5 out of 5 stars A sober, apparently scientific presentation of relevent facts .......2006-07-02

I'm not a scienttist. I recently became interested, however, in the issue of the sustanability of the human race. Much of my concern has been due to political uncertainties, but I also wondered about some fundamental environmental issues.

Since I have not read much in the field of environmentalism, I can not say for certain how solid Brown's facts are, but it does appear he presents many claims, in this book and in the web site that the book refers to, which would enable his claims (and priorities) to be tested. It would be unusual for one person to have everything right on such complex issues but if Brown has presented what he sees clearly and verifiably, that seems a great help to us all. It seems a big help to me personally.

Brown does not focus on catastrophe in this relatlively subdued 2005 book: it is clearly instead stated many times to be about food security. He is concerned, but doesn't speculate, as to how polticians and nations will react if the food security challenge is not met. Beyong warming, which dominates the news, Brown raises concerns about issues I was less familar with such as the water tables.

I definitely plan now to read Brown's "Plan B 2.0: Rescuing a Planet Under Stress and a Civilization in Trouble" which does sound more alarmist. Even if scientists ran the world, it seems we might be in grave danger but with our current set of politicians, how can we feel confident? This may be a time when every good world citizen sets aside national boundaries and steps forward to seek a solution to the earth's woes for the sake of the future of our descendants.

2 out of 5 stars Outgrowing the Earth: An Imaginary Problem and Fanciful Solutions.......2005-12-11

Brown's thesis is that humanity is outgrowing the earth and putting world food security at risk. One might assume that Brown would support his thesis with charts and statistics on hunger, starvation, famine, nutrition and food prices... but one would be wrong. Outgrowing the Earth eschews all of this and instead focuses on global warming, dust storms, grain stocks, water tables and world population which are only indirectly related to food security.

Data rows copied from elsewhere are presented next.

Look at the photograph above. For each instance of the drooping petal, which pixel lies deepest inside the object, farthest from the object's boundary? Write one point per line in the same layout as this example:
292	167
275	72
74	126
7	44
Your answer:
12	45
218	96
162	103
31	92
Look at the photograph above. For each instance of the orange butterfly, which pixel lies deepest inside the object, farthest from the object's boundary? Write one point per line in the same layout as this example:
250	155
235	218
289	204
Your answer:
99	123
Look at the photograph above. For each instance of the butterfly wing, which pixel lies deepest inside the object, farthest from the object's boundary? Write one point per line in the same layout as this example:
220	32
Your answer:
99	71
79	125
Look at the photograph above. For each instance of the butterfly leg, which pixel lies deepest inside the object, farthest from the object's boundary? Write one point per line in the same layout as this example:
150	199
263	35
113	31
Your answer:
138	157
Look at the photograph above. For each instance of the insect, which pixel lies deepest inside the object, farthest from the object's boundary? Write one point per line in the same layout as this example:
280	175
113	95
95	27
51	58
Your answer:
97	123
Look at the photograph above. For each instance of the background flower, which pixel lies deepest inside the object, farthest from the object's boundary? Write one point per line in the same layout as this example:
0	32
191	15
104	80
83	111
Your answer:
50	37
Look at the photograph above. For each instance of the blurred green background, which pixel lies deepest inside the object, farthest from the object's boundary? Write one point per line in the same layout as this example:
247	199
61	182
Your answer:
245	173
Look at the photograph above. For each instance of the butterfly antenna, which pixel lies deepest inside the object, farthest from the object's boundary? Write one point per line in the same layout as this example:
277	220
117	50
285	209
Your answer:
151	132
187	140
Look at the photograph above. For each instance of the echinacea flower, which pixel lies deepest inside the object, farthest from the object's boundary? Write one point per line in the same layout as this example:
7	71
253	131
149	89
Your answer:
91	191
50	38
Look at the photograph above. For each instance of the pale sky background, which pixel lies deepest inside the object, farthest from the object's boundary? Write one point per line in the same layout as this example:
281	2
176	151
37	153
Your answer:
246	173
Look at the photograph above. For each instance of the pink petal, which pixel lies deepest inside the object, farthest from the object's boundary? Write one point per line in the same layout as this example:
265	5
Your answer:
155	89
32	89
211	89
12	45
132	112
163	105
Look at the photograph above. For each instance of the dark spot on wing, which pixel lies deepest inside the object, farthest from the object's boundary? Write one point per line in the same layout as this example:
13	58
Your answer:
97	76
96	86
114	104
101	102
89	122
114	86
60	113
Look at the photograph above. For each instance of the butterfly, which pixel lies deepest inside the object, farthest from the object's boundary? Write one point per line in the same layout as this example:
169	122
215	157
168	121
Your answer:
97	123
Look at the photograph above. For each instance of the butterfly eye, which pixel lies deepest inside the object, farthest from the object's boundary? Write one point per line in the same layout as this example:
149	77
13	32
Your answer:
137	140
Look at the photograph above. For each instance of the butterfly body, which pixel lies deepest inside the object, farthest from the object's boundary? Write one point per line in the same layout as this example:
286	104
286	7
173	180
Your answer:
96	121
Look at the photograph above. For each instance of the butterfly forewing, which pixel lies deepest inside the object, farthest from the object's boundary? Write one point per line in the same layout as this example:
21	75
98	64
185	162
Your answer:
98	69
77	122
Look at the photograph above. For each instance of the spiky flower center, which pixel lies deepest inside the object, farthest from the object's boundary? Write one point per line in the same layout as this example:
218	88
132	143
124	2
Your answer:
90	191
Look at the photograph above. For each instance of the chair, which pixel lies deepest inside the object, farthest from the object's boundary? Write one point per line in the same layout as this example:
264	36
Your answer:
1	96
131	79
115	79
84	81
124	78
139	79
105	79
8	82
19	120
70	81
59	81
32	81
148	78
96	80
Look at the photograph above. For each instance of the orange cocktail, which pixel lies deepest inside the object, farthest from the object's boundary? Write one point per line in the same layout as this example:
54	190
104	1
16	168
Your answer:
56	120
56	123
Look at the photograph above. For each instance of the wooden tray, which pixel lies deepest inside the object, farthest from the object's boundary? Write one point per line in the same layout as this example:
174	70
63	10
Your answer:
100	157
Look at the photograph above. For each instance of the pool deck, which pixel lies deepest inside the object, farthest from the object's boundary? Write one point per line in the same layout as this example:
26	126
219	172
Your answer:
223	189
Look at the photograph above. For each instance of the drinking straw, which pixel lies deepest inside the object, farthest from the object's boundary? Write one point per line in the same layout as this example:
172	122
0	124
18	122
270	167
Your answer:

The key to understanding world food security, Brown argues, is to understand world grain production. For example, the "Japan Syndrome" is a pattern of rapid industrialization followed by rising grain consumption, shrinking grainland and falling grain production (p10). Japan, South Korea and Taiwan have all followed this pattern and today they are heavily dependant on grain imports. Brown predicts that very soon China will also tumble down this path and that the world will be unable to produce enough grain to feed 1.2 billion Chinese. Brown warns that catastrophic starvation looms large in China's future.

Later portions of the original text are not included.